This is a package to help automate the pulling of Satellite Imagery and Tabular data that is useful for the training of neural networks to predict Snow Water Equivalent. It can also be easily adapted to pull imagery for any of the areas these satellite assets cover.
This package was created to solve a specific task, but could easily prove useful for other projects. If you find you would like to modify, add, change, or fix any function, feel free to fork this repo and make your own changes!
There are many dependencies for this package, the most problematic of which is GDAL. Attempt to install the snowcast package first via:
pip install snowcast-Malachyiii
from snowcast import data_wrangling
If this does not work, the most likely solution is to first install the dependencies (such as GDAL) yourself.
Functions can be used by prepending the data_wrangling.<function_name>
form
If you would like to install this package to a Windows machine, you must first install GDAL from a wheel. GDAL and Windows don't play nice unfortunately.
This package contains:
The intent of chop_aso is to take in a .tiff file, and cut it up into a dataframe of 1kmx1km geometries that can be fed into the later functions. Currently it is built to work with .tiff files from the Airborne Snow Observatory, but could easily be modified for any .tiff file, resolution or target variable as long as you know two things:
- The pixel resolution of the image
- The size of the target geometry
It is meant to work with tiffs that are lat/long, but could also be modified to take other projections.
chop_aso(tiff_image_name, groundtruth = False):
Parameters
----------
tiff_image_name : str
Path to the Geotiff image.
groundtruth : Boolean, optional
True/False Do you want actual observed values. The default is False.
Returns
-------
df : pd.DataFrame
Chop_aso is a function that takes in a tiff image from the Airborne Snow
Observatory in the 50m resolution and cuts it up into a dataframe of
1kmx1km chunks. The output is a df with 3 columns. An arbitrary cell_id
number, the geometry of the square as a shapely polygon, and Snow Water
Equivalent (SWE). If groundtruth is True the SWE is the mean observed SWE
for that cell. Otherwise it is a 0 (to be filled in later)
Not used in our teams actual modeling, but useful so we decided to keep it. This function pulls the imagery for either of the two MODIS satellites (MOD10A1 and MYD10A1) and outputs the image from that satellite, cropped to the given geometry. If it cannot find an image from the specified day, it looks up to 7 days back
pull_MODIS_image(geometry, date, modis, buffer_percent = 0.0):
Parameters
----------
geometry : shapely.geometry, string
Geometry of the area for which we would like to pull an image.
date : date, string
Date for which we would like to pull imagery. Can be a date or string
defining the date.
modis : string
Name of the Modis satellite for which we would like to pull.
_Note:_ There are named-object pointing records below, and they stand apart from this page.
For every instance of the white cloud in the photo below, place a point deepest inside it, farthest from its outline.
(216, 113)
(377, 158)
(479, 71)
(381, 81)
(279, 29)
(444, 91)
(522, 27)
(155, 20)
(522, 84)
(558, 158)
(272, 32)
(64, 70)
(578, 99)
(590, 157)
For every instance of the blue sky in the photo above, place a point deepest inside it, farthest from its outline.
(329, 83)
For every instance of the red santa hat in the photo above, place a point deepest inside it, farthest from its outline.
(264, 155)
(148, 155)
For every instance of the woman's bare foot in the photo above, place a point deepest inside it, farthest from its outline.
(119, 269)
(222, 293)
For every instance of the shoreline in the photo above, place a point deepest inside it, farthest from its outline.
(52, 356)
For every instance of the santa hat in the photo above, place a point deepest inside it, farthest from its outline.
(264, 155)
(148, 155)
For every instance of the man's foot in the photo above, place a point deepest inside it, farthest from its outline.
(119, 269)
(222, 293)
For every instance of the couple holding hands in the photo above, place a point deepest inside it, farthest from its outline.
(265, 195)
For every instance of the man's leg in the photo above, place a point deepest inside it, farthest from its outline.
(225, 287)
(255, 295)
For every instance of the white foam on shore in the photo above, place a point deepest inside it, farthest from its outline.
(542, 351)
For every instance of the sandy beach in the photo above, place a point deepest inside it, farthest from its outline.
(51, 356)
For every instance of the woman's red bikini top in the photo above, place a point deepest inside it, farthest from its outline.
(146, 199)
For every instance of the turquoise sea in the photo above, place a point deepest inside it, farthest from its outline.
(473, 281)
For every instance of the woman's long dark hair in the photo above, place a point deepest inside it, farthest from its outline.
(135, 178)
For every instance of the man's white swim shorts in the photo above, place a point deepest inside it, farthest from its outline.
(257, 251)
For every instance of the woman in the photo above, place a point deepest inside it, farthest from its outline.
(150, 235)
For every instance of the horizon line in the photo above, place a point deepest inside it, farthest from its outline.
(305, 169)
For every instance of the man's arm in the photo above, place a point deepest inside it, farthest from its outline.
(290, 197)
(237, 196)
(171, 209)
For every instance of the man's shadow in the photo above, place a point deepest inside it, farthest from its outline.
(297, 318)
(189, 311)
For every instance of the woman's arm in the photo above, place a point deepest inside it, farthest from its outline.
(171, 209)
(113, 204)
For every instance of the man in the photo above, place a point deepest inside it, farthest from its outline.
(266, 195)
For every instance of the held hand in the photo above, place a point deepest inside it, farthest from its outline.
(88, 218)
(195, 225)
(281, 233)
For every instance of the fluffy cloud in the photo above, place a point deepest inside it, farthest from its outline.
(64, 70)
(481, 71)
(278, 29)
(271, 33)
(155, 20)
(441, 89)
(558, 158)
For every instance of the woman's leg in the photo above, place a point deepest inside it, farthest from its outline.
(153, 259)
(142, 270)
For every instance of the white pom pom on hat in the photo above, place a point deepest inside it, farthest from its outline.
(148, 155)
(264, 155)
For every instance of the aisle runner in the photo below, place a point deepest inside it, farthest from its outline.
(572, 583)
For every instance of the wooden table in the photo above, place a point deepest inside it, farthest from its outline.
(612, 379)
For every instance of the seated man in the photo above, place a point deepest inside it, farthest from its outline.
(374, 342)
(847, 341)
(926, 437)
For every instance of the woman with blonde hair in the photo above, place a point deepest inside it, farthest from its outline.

buffer_percent : float, optional
Float definining how much we would like to buffer around the given
geometry by 1 = 100% buffer. The default is 0.0.
Returns
-------
np.array
Returns a 3D Numpy Array of all three bands scaled to be between 0 and 100.
This pulls the imagery for either of the two MODIS satellites (MOD10A1 and MYD10A1) and converts the data from that image, cropped to the given geometry, into tabular data. If it cannot find an image from the specified day, it looks up to 7 days back
pull_MODIS_list(geometry, date, modis, signal_timer = 5):
Parameters
----------
geometry : shapely.geometry, string
Geometry of the area for which we would like to pull an image.
date : date, string
Date for which we would like to pull imagery. Can be a date or string
defining the date.
modis : string
Name of the Modis satellite for which we would like to pull.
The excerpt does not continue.